Living-donor kidney transplantation is a well-established treatment of end-stage renal disease in Tunisia. Over the years, concerns have increased about the harmlessness of kidney donation. This longitudinal single center study was carried out to evaluate the safety of nephrectomy as well as further medical and surgical outcomes among donors. We collected and analyzed clinical, biological, biochemical and kidney size data at the time of nephrectomy and at M1, M3, M6, Y1, Y2, and Y4 after donation measured by ultrasound. All donor nephrectomies performed in the nephrology and transplantation unit of Sahloul Hospital of Sousse since October 2006 were included. Criteria of exclusion were lost to follow-up or lack of complete data. Of the 106 donors (66 females and 40 males), 92 donors were included in the follow-up analysis after following exclusion criteria. The mean age at the time of nephrectomy was 42.8 ± 10 years with the sex ratio 0.6. and 27% of our donors were mothers. Twenty-two percent of the donors were obese and 4% were hypertensive. The median initial glomerular filtration rate (GFR) was 105 mL/min/1.73 m. The surgical approach was costal lumbotomy in 96% of cases and laparoscopy for four cases. The kidneys were removed from the left side in 93% of cases. Postoperative mortality was zero and early postoperative morbidity was low. The median duration of hospital stay was nine days. During follow-up, 14% attended all recommended visits. The median follow-up duration was 26 months. After two years post donation, the prevalence of HTN was 28% and obesity was 26%. The prevalence of GFR decline (50-59 mL/min) was 14% using formula by modification of diet in renal disease. None of our donors reached stage 4 or 5 CKD. Twelve had proteinuria and one donor had diabetes, a comparable prevalence of morbidities to the general population.

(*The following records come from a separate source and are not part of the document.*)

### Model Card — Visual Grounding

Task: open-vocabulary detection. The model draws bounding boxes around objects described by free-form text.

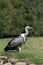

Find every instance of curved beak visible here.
[30,27,33,29]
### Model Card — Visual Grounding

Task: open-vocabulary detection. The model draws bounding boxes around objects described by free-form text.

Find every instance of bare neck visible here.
[25,28,29,36]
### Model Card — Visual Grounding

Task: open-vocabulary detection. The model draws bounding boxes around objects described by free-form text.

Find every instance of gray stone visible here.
[29,64,36,65]
[8,58,18,63]
[4,62,12,65]
[15,62,26,65]
[0,59,3,65]
[0,56,7,59]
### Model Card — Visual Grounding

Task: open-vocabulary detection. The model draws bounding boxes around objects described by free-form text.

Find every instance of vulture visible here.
[4,26,32,52]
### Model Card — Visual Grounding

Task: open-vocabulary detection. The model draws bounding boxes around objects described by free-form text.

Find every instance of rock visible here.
[0,59,3,65]
[8,58,18,63]
[29,64,36,65]
[4,62,12,65]
[0,56,7,59]
[15,62,26,65]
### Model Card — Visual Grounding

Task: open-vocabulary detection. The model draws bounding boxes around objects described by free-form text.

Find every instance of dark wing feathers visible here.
[8,37,24,47]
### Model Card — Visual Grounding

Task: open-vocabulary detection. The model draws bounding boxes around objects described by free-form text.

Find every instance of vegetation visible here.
[0,37,43,64]
[0,0,43,37]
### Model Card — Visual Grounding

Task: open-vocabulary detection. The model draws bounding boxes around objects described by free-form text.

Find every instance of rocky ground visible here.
[0,56,43,65]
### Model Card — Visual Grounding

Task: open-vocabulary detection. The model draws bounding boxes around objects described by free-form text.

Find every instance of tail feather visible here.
[4,46,9,52]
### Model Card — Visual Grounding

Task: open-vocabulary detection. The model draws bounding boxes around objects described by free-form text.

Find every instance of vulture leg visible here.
[16,46,21,52]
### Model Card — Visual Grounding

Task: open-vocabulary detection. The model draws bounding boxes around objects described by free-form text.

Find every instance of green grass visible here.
[0,37,43,64]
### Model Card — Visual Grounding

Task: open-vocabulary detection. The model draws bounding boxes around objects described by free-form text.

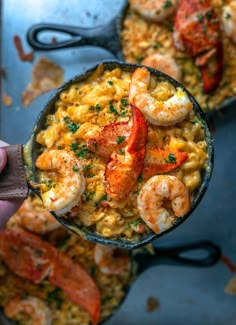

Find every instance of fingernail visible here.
[0,148,7,173]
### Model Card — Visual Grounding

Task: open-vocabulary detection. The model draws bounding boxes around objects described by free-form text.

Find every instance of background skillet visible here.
[0,241,221,325]
[27,1,236,112]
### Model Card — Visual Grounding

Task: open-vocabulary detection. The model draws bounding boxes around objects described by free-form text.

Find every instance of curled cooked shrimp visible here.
[4,296,52,325]
[129,0,179,22]
[141,53,182,81]
[137,175,191,233]
[94,244,130,274]
[17,197,61,234]
[222,1,236,43]
[36,150,85,215]
[129,67,193,126]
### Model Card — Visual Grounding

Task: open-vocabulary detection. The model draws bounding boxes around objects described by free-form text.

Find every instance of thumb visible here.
[0,148,7,173]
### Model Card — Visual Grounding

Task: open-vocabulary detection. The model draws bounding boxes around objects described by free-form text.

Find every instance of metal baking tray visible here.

活体供肾移植在突尼斯是一种成熟的终末期肾病治疗方法。多年来,人们对肾脏捐赠的无害性越来越关注。本纵向单中心研究旨在评估供体肾切除术的安全性以及进一步的医学和手术结局。我们收集并分析了肾切除时以及捐赠后通过超声测量的M1、M3、M6、Y1、Y2和Y4时的临床、生物学、生化和肾脏大小数据。纳入了自2006年10月以来在苏塞萨尔胡勒医院肾脏病与移植科进行的所有供体肾切除术。排除标准为失访或缺乏完整数据。106名供体(66名女性和40名男性)中,92名供体在遵循排除标准后纳入随访分析。肾切除时的平均年龄为42.8±10岁,性别比为0.6。27%的供体为母亲。22%的供体肥胖,4%的供体患有高血压。初始肾小球滤过率(GFR)中位数为105 mL/min/1.73 m²。96%的病例手术方式为肋下腰部切口,4例为腹腔镜手术。93%的病例肾脏从左侧切除。术后死亡率为零,术后早期发病率较低。住院时间中位数为9天。随访期间,14%的人参加了所有推荐的就诊。随访时间中位数为26个月。捐赠后两年,高血压患病率为28%,肥胖患病率为26%。根据肾脏病饮食改良公式,GFR下降(50 - 59 mL/min)的患病率为14%。我们的供体均未达到4期或5期慢性肾脏病。12人有蛋白尿,1名供体患有糖尿病,其发病率与普通人群相当。